Recently I was at Sandy Beach having a picnic with my family. On either side of us were families with children. Both groups of people were drinking and smoking heavily. Who do you suppose was going to drive those children home? And what kind of atmosphere do you suppose was waiting for them when they got there?

Both groups, by the way, were non-Native. One of the most disgusting aspects of alcohol abuse in this state is that white people, trying to deny their own horrific rates of alcohol abuse, play a racist card and perpetuate the myth that alcohol is a "Native problem." In fact, Alaska Native leaders are among the only people in Alaska with the sobriety to recognize and challenge the social policy problems at the heart of alcohol abuse in the state.

Is our community really willing to look our children in the eyes and tell them that the ever-broadening profits of the alcohol industry are more important than the children themselves?
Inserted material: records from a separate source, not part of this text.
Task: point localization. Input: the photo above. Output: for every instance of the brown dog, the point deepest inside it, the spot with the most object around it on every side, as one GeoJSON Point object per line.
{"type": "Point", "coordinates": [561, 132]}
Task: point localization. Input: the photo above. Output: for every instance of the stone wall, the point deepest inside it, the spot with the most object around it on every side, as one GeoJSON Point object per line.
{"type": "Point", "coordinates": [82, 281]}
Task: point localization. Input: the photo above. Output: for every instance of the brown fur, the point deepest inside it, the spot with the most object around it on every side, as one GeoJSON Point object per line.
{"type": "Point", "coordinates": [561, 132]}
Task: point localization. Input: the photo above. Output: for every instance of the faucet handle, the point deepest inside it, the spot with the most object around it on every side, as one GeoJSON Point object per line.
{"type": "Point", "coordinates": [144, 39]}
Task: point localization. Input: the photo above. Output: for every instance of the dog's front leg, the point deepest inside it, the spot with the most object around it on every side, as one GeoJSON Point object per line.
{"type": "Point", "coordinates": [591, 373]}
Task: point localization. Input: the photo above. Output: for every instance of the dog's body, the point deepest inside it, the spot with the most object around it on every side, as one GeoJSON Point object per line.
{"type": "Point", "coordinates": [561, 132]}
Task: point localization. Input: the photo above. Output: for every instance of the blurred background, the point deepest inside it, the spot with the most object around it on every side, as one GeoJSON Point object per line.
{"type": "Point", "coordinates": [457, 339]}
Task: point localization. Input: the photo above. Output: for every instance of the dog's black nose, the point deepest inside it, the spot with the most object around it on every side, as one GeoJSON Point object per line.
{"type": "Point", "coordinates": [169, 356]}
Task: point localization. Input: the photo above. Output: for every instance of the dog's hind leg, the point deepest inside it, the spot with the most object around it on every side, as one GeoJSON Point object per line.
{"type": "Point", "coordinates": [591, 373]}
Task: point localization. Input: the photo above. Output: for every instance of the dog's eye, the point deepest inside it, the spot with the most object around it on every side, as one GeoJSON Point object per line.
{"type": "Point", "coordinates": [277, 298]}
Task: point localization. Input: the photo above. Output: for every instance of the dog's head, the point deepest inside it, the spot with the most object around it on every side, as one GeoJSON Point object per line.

Is our community really going to permit the alcohol industry and the users of its products to avoid paying, even in this minimal way, to redress the devastating economic and social horrors associated with alcohol abuse in this community?

I stand with our children. I care profoundly about our community's economic health and vitality. I'm committed to a better future.

How about you?

• Morissa Lou Williams writes frequently about alcohol abuse in Alaska. She wrote most recently about the economic impact of substance abuse in the April, 2004 Alaska Business Monthly.